If, on the other hand, the first block may produce more output keys of type string, the assistant cannot choose which to use and mapping cannot take place.
Semi-automatic input mapping with the assistant is at the discretion of the designer, who can decide not to use it and proceed with manual mapping. Also, as for automatic mapping, it can always be changed later.
Manual mapping
Manual input mapping is done by the designer according to his wishes. He sets by hand the input properties for the input variables that he want to be set at runtime by choosing suitable keys of upstream blocks including, if defined, the $nlflow_input pseudo-block.

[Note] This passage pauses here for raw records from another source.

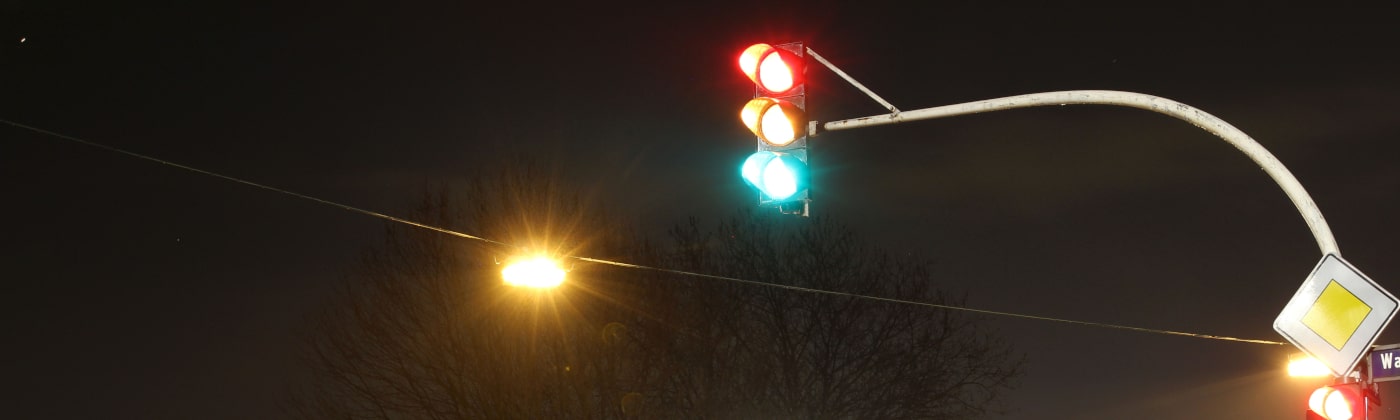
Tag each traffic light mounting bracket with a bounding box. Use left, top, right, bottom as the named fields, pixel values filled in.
left=804, top=47, right=902, bottom=117
left=776, top=199, right=809, bottom=217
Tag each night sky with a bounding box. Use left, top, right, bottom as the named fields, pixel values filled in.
left=4, top=2, right=1399, bottom=419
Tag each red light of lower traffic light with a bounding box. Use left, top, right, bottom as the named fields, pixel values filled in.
left=1308, top=385, right=1365, bottom=420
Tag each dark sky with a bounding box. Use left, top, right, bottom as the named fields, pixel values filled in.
left=4, top=2, right=1399, bottom=419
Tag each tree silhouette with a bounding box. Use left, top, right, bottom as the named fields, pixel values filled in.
left=289, top=165, right=1022, bottom=419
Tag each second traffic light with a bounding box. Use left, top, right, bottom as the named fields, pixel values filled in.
left=737, top=42, right=809, bottom=211
left=1307, top=383, right=1374, bottom=420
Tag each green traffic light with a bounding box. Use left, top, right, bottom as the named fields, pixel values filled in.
left=741, top=151, right=807, bottom=201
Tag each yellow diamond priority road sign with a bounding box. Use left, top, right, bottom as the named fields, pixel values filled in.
left=1275, top=254, right=1398, bottom=377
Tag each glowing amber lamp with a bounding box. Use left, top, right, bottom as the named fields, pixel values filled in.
left=502, top=256, right=566, bottom=288
left=1287, top=353, right=1331, bottom=377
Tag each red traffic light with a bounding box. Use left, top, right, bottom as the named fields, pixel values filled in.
left=1308, top=385, right=1366, bottom=420
left=738, top=43, right=804, bottom=95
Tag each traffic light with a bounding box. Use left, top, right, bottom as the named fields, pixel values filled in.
left=1307, top=383, right=1373, bottom=420
left=737, top=42, right=809, bottom=212
left=741, top=150, right=806, bottom=201
left=739, top=43, right=805, bottom=96
left=741, top=97, right=806, bottom=147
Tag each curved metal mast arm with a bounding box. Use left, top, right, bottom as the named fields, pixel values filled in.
left=820, top=90, right=1339, bottom=256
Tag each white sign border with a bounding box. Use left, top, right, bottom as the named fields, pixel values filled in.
left=1274, top=254, right=1399, bottom=377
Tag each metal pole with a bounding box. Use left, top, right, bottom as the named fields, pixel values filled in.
left=806, top=47, right=900, bottom=115
left=821, top=90, right=1339, bottom=257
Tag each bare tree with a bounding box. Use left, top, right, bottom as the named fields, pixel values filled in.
left=289, top=166, right=1022, bottom=419
left=646, top=213, right=1023, bottom=419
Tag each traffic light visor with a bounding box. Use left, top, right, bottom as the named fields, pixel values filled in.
left=739, top=43, right=803, bottom=95
left=741, top=98, right=806, bottom=146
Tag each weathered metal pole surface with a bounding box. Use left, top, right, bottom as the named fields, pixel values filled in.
left=821, top=90, right=1339, bottom=256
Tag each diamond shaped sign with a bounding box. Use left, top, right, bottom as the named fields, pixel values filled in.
left=1275, top=254, right=1399, bottom=377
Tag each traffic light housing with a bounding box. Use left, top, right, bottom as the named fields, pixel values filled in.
left=737, top=42, right=809, bottom=213
left=1307, top=383, right=1375, bottom=420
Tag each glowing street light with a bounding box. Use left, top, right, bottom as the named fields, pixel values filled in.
left=502, top=255, right=566, bottom=288
left=1289, top=353, right=1333, bottom=377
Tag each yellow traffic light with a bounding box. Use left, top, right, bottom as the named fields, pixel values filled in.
left=741, top=97, right=806, bottom=146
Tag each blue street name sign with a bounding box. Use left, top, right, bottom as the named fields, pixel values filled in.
left=1369, top=344, right=1400, bottom=382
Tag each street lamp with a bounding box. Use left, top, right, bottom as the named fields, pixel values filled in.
left=502, top=255, right=566, bottom=288
left=1291, top=353, right=1334, bottom=377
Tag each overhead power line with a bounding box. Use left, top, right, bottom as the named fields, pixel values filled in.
left=2, top=118, right=1287, bottom=346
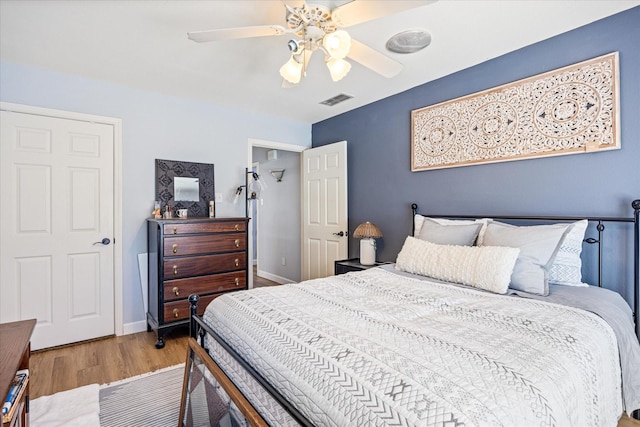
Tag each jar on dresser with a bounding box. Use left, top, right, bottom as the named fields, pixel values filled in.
left=147, top=217, right=249, bottom=348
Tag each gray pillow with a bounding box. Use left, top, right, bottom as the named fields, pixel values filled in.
left=418, top=218, right=483, bottom=246
left=481, top=222, right=573, bottom=295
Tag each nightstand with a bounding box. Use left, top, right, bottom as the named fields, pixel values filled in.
left=334, top=258, right=388, bottom=275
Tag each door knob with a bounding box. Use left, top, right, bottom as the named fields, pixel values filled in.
left=332, top=231, right=347, bottom=237
left=93, top=238, right=111, bottom=245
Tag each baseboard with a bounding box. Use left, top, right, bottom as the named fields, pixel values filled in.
left=122, top=320, right=148, bottom=335
left=256, top=270, right=295, bottom=285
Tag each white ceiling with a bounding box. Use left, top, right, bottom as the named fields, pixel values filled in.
left=1, top=0, right=638, bottom=124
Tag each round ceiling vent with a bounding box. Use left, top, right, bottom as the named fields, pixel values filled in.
left=386, top=29, right=431, bottom=54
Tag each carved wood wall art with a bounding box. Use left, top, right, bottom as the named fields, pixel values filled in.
left=411, top=52, right=620, bottom=171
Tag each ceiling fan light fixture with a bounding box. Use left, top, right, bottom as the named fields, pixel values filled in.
left=326, top=58, right=351, bottom=82
left=280, top=55, right=303, bottom=84
left=323, top=30, right=351, bottom=59
left=188, top=0, right=425, bottom=85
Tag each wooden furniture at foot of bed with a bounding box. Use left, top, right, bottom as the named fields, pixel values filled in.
left=1, top=319, right=36, bottom=427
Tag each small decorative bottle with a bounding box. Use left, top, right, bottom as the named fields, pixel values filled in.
left=209, top=200, right=215, bottom=218
left=153, top=201, right=161, bottom=219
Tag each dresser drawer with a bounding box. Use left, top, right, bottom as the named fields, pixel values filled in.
left=164, top=234, right=245, bottom=256
left=164, top=221, right=246, bottom=235
left=163, top=271, right=246, bottom=302
left=163, top=294, right=219, bottom=322
left=163, top=252, right=246, bottom=279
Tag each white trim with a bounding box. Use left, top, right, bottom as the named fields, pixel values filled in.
left=256, top=270, right=296, bottom=285
left=122, top=320, right=148, bottom=335
left=0, top=102, right=125, bottom=337
left=248, top=138, right=308, bottom=154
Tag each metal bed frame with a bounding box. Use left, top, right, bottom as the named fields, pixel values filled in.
left=189, top=199, right=640, bottom=424
left=411, top=199, right=640, bottom=338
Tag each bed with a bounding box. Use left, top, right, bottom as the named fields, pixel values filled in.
left=188, top=200, right=640, bottom=426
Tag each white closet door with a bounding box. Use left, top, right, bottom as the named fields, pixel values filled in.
left=1, top=110, right=115, bottom=349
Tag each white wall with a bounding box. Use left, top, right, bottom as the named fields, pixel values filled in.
left=252, top=147, right=301, bottom=283
left=0, top=61, right=311, bottom=332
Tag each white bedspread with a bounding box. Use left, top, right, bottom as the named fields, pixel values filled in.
left=203, top=268, right=623, bottom=426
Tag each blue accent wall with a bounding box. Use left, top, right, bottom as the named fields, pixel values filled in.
left=312, top=7, right=640, bottom=303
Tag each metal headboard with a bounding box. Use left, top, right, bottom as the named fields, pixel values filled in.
left=411, top=199, right=640, bottom=339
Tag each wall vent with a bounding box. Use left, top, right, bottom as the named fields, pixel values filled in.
left=320, top=93, right=353, bottom=106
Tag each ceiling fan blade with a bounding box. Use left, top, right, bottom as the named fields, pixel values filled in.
left=331, top=0, right=435, bottom=28
left=280, top=0, right=306, bottom=8
left=347, top=39, right=403, bottom=78
left=187, top=25, right=286, bottom=43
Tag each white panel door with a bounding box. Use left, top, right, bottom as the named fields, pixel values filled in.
left=302, top=141, right=348, bottom=280
left=0, top=111, right=115, bottom=350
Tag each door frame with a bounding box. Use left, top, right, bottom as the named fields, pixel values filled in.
left=1, top=102, right=124, bottom=336
left=247, top=138, right=307, bottom=289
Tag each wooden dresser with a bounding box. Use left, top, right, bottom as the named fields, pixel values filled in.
left=147, top=217, right=249, bottom=348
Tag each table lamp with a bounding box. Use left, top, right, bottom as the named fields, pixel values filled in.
left=353, top=221, right=383, bottom=265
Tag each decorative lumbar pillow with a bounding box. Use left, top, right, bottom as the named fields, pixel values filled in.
left=418, top=218, right=482, bottom=246
left=395, top=236, right=520, bottom=294
left=548, top=219, right=588, bottom=286
left=480, top=222, right=573, bottom=295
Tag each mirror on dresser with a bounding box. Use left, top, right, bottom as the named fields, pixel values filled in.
left=155, top=159, right=214, bottom=217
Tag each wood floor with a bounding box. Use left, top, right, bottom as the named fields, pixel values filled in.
left=30, top=327, right=189, bottom=399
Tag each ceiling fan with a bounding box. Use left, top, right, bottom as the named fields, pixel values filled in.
left=187, top=0, right=434, bottom=85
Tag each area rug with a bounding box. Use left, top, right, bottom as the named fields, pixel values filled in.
left=99, top=364, right=184, bottom=427
left=31, top=383, right=100, bottom=427
left=31, top=364, right=184, bottom=427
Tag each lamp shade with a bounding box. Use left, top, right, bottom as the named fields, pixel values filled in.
left=326, top=58, right=351, bottom=82
left=279, top=56, right=303, bottom=84
left=323, top=30, right=351, bottom=59
left=353, top=221, right=383, bottom=239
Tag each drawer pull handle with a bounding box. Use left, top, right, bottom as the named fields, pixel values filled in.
left=234, top=277, right=239, bottom=286
left=172, top=244, right=178, bottom=254
left=234, top=224, right=239, bottom=231
left=234, top=239, right=240, bottom=248
left=234, top=259, right=239, bottom=267
left=173, top=265, right=178, bottom=275
left=172, top=286, right=179, bottom=296
left=173, top=309, right=180, bottom=318
left=172, top=227, right=177, bottom=234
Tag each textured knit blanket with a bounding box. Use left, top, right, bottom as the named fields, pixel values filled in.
left=204, top=268, right=623, bottom=426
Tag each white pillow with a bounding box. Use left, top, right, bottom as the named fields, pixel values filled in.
left=481, top=222, right=573, bottom=295
left=548, top=219, right=588, bottom=287
left=395, top=236, right=520, bottom=294
left=418, top=218, right=483, bottom=246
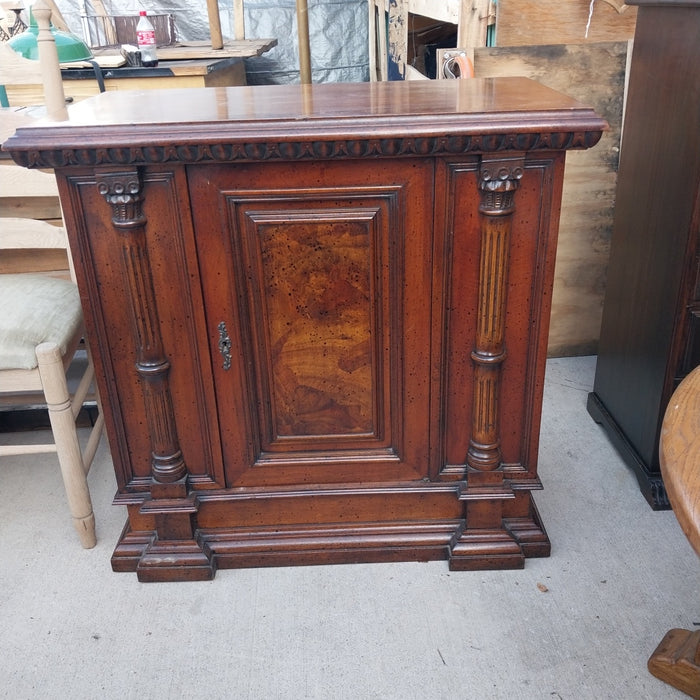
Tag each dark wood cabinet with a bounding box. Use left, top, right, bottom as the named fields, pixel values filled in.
left=587, top=0, right=700, bottom=509
left=6, top=79, right=605, bottom=581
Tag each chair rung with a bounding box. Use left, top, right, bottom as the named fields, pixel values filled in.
left=0, top=443, right=58, bottom=456
left=82, top=412, right=105, bottom=474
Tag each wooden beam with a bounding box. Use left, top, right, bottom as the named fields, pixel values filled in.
left=33, top=0, right=68, bottom=121
left=206, top=0, right=224, bottom=49
left=296, top=0, right=312, bottom=83
left=233, top=0, right=245, bottom=40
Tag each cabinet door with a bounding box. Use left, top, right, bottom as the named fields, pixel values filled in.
left=188, top=159, right=434, bottom=487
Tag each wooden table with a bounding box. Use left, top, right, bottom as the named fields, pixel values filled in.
left=5, top=79, right=605, bottom=581
left=3, top=38, right=277, bottom=106
left=648, top=365, right=700, bottom=698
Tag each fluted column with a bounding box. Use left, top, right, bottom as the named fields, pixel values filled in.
left=97, top=169, right=187, bottom=495
left=466, top=155, right=524, bottom=472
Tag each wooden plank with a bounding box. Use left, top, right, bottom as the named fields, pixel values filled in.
left=233, top=0, right=246, bottom=40
left=457, top=0, right=491, bottom=49
left=0, top=196, right=62, bottom=220
left=0, top=43, right=43, bottom=86
left=0, top=249, right=69, bottom=274
left=155, top=39, right=277, bottom=60
left=63, top=54, right=127, bottom=69
left=496, top=0, right=637, bottom=46
left=0, top=162, right=59, bottom=197
left=206, top=0, right=224, bottom=49
left=3, top=57, right=251, bottom=106
left=388, top=0, right=408, bottom=79
left=0, top=217, right=65, bottom=248
left=475, top=42, right=629, bottom=356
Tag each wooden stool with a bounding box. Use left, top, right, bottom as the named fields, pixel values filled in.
left=648, top=365, right=700, bottom=698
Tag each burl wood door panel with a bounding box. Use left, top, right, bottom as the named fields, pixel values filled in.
left=188, top=159, right=435, bottom=487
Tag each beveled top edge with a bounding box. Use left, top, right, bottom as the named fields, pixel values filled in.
left=3, top=79, right=607, bottom=168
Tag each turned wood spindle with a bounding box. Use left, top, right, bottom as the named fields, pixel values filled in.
left=467, top=155, right=524, bottom=472
left=96, top=170, right=188, bottom=489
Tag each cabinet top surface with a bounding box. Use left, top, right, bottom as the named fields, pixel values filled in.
left=4, top=78, right=606, bottom=168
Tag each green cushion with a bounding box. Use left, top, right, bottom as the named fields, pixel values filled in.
left=0, top=274, right=83, bottom=370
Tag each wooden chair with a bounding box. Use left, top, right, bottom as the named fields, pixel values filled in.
left=0, top=0, right=68, bottom=120
left=0, top=214, right=105, bottom=548
left=648, top=365, right=700, bottom=698
left=1, top=1, right=103, bottom=547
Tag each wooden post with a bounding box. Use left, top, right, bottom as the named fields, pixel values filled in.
left=296, top=0, right=312, bottom=83
left=42, top=0, right=71, bottom=32
left=233, top=0, right=245, bottom=40
left=206, top=0, right=224, bottom=49
left=32, top=0, right=68, bottom=122
left=36, top=342, right=96, bottom=548
left=368, top=0, right=377, bottom=81
left=91, top=0, right=118, bottom=47
left=457, top=0, right=491, bottom=49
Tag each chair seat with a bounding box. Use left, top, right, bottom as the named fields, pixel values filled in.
left=0, top=273, right=82, bottom=370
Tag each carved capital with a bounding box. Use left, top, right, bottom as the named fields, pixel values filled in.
left=478, top=158, right=524, bottom=215
left=96, top=170, right=143, bottom=226
left=467, top=155, right=525, bottom=473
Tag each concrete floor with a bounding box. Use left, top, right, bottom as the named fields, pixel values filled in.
left=0, top=356, right=697, bottom=699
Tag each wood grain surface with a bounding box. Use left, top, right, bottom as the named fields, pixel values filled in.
left=475, top=42, right=628, bottom=355
left=496, top=0, right=637, bottom=46
left=660, top=366, right=700, bottom=557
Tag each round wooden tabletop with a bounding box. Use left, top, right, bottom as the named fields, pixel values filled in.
left=660, top=365, right=700, bottom=558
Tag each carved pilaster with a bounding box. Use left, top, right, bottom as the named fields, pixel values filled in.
left=467, top=155, right=524, bottom=472
left=97, top=169, right=187, bottom=495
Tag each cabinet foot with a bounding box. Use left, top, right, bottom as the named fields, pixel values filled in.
left=135, top=536, right=216, bottom=582
left=648, top=628, right=700, bottom=699
left=111, top=521, right=216, bottom=582
left=587, top=392, right=671, bottom=509
left=448, top=527, right=525, bottom=571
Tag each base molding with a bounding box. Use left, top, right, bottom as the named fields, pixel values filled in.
left=448, top=526, right=525, bottom=570
left=111, top=523, right=216, bottom=582
left=648, top=628, right=700, bottom=699
left=110, top=490, right=550, bottom=581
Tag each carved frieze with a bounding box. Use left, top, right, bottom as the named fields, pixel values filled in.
left=13, top=130, right=603, bottom=170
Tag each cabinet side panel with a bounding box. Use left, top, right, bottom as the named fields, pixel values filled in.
left=436, top=155, right=563, bottom=479
left=57, top=167, right=225, bottom=491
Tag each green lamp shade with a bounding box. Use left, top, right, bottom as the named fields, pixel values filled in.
left=8, top=9, right=93, bottom=62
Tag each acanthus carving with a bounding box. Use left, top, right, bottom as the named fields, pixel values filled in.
left=12, top=129, right=603, bottom=169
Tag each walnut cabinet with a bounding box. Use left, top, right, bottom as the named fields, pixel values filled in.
left=6, top=79, right=605, bottom=581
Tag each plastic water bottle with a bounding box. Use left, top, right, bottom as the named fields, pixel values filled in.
left=136, top=11, right=158, bottom=67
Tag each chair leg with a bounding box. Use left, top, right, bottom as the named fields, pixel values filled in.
left=36, top=342, right=96, bottom=548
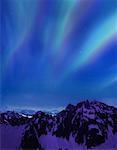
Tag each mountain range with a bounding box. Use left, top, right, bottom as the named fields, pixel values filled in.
left=0, top=100, right=117, bottom=150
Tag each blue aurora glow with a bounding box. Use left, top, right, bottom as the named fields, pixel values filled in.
left=1, top=0, right=117, bottom=108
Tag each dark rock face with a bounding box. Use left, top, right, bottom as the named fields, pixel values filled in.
left=21, top=112, right=49, bottom=150
left=0, top=100, right=117, bottom=149
left=21, top=123, right=42, bottom=150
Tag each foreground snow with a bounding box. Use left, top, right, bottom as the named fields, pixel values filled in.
left=39, top=133, right=117, bottom=150
left=0, top=124, right=25, bottom=149
left=39, top=133, right=86, bottom=150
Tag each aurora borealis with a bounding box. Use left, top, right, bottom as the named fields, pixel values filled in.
left=1, top=0, right=117, bottom=108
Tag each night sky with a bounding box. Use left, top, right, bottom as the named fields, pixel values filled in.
left=1, top=0, right=117, bottom=109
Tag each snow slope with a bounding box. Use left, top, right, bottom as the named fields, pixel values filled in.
left=0, top=124, right=26, bottom=149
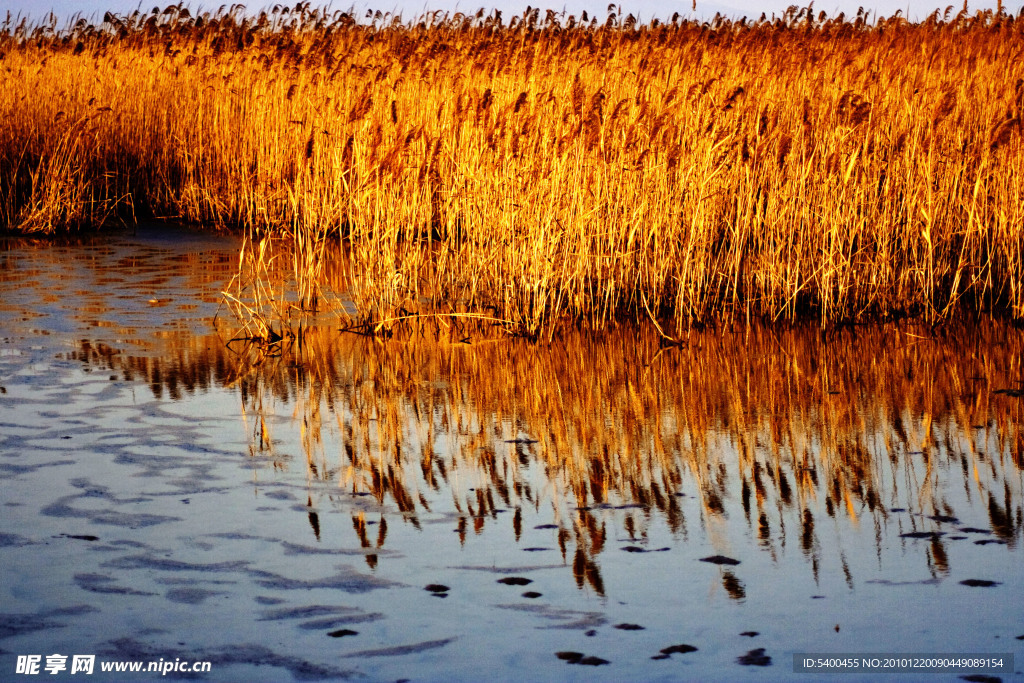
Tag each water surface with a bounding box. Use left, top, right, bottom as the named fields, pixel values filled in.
left=1, top=227, right=1022, bottom=682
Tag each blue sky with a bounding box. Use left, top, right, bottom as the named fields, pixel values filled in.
left=0, top=0, right=1012, bottom=26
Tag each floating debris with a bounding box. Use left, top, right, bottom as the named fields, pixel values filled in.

Upstream block exposte their output keys thorugh their output manifests.
In the case of the Map operator, Simple Reducer and Simple Remapper, the input variables are not predefined at the component level and the designer must create them before being able to map them to output keys of upstream blocks.
In case of a script interpreter (but not version 1.0.0 of the JavaScript Interpreter), the designer may create them when implicit input is not adequate.